We say it every Sunday before we receive communion.
We say it at Morning and Evening Prayer before the prayers of the day.
We say it often.
At funerals, weddings, baptisms, it is said.
People that don’t go to church very often, or at all, know the Lord’s Prayer.
You can hear people join and stop at different parts.
You can hear the older version of the prayer from parts of the congregation.

We say this prayer so often, but I wonder if we really take it all in.
Like in this carving, words get lost, some of the phrases become hollow.
It becomes the empty repetition that Jesus warned against.

The prayer is a petition to God the Father.
We state who he is, we pray that the earth will become like heaven.
We ask for our physical and spiritual needs to be met.
We ask to be forgiven.

Then, the first clause that says we will do something.

As we forgive those that sin against us.

Or as it says in Luke’s version:

Forgive us our sins,
for we ourselves forgive everyone indebted to us. 

We ask God to forgive us.
And he does.
God forgives us for everything we do.

Think about our confession:
We have sinned against you in thought word and deed,
and in what we have failed to do

Then the absolution:
Almighty God
who has promised forgiveness to all who turn to him in faith,
pardon you and set you free from all your sins.

If we are truly sorry, and repent, we are forgiven.

This is wonderful and incredible thing.
God forgives us for all the stupid, mean, selfish, unthinking things we do.
He forgives us again and again and again.

This is an astounding thing.
I have seen and heard how astounding it is when explaining to the kids at SRE.

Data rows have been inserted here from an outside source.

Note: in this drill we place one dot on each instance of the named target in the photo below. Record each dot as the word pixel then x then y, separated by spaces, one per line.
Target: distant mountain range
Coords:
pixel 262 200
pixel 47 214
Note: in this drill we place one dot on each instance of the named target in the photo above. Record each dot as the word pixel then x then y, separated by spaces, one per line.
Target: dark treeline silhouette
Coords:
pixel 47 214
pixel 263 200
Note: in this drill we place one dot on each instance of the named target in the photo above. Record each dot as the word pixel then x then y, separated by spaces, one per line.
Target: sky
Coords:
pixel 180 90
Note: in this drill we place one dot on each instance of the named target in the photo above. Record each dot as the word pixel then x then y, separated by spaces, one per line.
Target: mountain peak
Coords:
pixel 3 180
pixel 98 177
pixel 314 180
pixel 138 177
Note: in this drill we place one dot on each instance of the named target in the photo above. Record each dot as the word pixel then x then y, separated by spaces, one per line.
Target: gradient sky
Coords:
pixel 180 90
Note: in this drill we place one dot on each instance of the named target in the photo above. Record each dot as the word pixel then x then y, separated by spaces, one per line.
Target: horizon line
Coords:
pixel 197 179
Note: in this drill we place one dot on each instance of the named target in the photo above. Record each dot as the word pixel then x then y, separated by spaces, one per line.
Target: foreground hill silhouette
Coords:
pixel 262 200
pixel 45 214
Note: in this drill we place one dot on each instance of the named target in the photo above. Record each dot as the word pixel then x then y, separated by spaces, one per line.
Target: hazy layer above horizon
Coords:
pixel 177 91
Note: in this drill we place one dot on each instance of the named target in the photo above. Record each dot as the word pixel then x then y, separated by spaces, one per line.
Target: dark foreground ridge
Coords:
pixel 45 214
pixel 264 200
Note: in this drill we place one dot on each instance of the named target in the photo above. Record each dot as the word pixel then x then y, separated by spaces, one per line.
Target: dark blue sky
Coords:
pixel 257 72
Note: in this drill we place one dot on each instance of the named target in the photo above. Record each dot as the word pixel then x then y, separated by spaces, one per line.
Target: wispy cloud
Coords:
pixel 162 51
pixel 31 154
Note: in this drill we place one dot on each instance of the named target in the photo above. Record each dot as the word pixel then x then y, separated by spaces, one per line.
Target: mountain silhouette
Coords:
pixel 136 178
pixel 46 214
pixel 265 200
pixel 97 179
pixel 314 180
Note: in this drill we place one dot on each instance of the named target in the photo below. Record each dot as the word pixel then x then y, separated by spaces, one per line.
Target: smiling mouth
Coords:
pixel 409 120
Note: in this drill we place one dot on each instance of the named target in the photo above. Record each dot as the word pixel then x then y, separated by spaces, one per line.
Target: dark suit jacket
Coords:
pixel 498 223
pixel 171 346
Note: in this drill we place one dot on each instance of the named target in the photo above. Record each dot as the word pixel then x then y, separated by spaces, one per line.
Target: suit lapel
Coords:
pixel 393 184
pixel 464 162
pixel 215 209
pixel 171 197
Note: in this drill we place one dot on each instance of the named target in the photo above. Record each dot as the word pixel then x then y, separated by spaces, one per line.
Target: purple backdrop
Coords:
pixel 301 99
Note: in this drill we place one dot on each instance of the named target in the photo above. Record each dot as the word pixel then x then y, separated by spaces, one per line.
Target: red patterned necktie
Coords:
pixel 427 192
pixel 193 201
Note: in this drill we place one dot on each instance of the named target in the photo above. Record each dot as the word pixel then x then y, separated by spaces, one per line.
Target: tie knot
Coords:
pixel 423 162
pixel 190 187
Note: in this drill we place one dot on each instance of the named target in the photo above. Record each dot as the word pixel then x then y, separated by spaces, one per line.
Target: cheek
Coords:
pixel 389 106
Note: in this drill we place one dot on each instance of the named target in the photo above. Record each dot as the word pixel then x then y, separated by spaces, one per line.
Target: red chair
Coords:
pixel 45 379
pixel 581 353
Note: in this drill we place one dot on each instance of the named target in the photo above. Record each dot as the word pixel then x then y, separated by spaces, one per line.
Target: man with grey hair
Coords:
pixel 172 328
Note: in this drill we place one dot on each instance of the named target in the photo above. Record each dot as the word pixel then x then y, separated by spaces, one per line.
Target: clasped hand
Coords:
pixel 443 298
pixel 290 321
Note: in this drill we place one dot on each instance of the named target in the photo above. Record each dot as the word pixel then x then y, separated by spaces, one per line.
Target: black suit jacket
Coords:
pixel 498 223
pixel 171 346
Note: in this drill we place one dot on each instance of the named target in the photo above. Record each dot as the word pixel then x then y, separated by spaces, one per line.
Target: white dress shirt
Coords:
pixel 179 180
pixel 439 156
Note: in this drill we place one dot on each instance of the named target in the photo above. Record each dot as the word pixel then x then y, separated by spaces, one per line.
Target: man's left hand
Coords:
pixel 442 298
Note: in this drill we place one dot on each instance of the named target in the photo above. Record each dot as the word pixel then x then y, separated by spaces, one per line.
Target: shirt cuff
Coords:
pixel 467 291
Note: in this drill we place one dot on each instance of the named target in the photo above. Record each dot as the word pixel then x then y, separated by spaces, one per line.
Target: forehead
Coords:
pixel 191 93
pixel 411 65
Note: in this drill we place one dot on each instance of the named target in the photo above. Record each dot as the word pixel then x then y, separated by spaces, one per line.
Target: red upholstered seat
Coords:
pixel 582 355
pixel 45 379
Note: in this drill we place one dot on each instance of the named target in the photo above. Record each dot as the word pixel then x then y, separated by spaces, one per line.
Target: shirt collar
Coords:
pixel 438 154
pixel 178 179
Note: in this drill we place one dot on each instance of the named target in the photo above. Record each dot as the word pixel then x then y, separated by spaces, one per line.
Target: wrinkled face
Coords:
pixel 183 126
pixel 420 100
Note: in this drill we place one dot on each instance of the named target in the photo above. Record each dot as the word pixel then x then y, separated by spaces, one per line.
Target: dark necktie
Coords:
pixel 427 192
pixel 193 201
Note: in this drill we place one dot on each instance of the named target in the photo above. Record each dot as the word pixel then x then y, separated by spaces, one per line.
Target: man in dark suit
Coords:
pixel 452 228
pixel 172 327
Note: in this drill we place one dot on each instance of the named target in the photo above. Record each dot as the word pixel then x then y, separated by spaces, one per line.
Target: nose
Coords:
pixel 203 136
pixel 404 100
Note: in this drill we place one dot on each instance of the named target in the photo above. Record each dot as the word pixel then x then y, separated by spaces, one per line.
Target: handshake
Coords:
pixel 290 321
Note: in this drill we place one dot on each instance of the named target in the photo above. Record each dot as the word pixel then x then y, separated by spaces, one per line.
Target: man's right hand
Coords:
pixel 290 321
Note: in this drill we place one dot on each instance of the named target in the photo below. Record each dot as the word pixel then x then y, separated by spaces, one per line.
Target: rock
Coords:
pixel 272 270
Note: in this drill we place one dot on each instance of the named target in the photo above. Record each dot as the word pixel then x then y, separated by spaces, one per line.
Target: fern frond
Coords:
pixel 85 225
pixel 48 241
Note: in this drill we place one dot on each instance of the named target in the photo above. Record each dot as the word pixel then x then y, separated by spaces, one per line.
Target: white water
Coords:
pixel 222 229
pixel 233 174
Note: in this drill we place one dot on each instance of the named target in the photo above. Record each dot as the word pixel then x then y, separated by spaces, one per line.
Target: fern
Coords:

I have been in baptism interviews where the concept of forgiveness has been discussed, and have seen the look of amazement and disbelief and awe in a young mothers face as we spoke of God’s unlimited forgiveness. The idea that God could forgive her because he loves her was almost too much for her to bear.

Forgive us our sins,
for we ourselves forgive everyone indebted to us. 
Not as simple as we thought.
for we ourselves forgive everyone indebted to us.

Forgive us God,
because we forgive everyone too.

Is it that we earn God’s forgiveness by being forgiving ourselves?
Not at all.
God’s forgiveness does not depend on anything but a sorry heart.
We don’t earn God’s forgiveness.
So what is this second clause all about?

For we forgive everyone indebted to us.

In Matthew’s Gospel, Jesus explains this part of the prayer:

For if you forgive others their trespasses,
your heavenly Father will also forgive you;
but if you do not forgive others,
neither will your Father forgive your trespasses.

But God forgives us by his grace, not by anything we do.
If we repent and are truly sorry, we are forgiven, but it isn’t about doing something to earn God’s forgiveness.

So what is Jesus getting at here?

It strikes me that we are called to be a forgiving people.
If we don’t forgive others, we block the flow of God’s forgiveness.
God’s forgiveness of us needs to keep flowing from us in our daily interactions.
If we don’t forgive, we halt the flow of forgiveness.
It is like we are trying to store it up for ourselves, or are unwilling to share such a wondrous gift.

Forgiveness is difficult.
It is not easy to forgive some things, behaviours and traits.
It is hard to forgive someone, or an institution, or a group that has done you wrong.
When we feel we have received the raw end of a deal, our resentment toward those that have trespassed against us is a natural reaction.

Yet feeling such a way does not help us.
To let go of such feelings, to forgive such actions is to regain life.
It is to be freed.
Such freedom allows others to be free.
Freed from their sins,
freed from the things that keep them far from others,
freed from the things that keep them from God.
Freed so they can forgive others.
And on it goes…

Forgiveness gets lost in all the messiness of life.
All the hurts and pains get stored up.

Like this carving.
Like how the words lose themselves in all the design and intricacy,
we forget about God’s forgiveness to us and how we are to keep the flow of forgiveness going,
outward to all we come into contact with.

By reading and praying the words, they come out of the carving and become visible.
They are freed from the design.

By forgiving those who have trespassed against us, we free ourselves from our hurt.

Forgive us our sins,
for we ourselves forgive everyone indebted to us.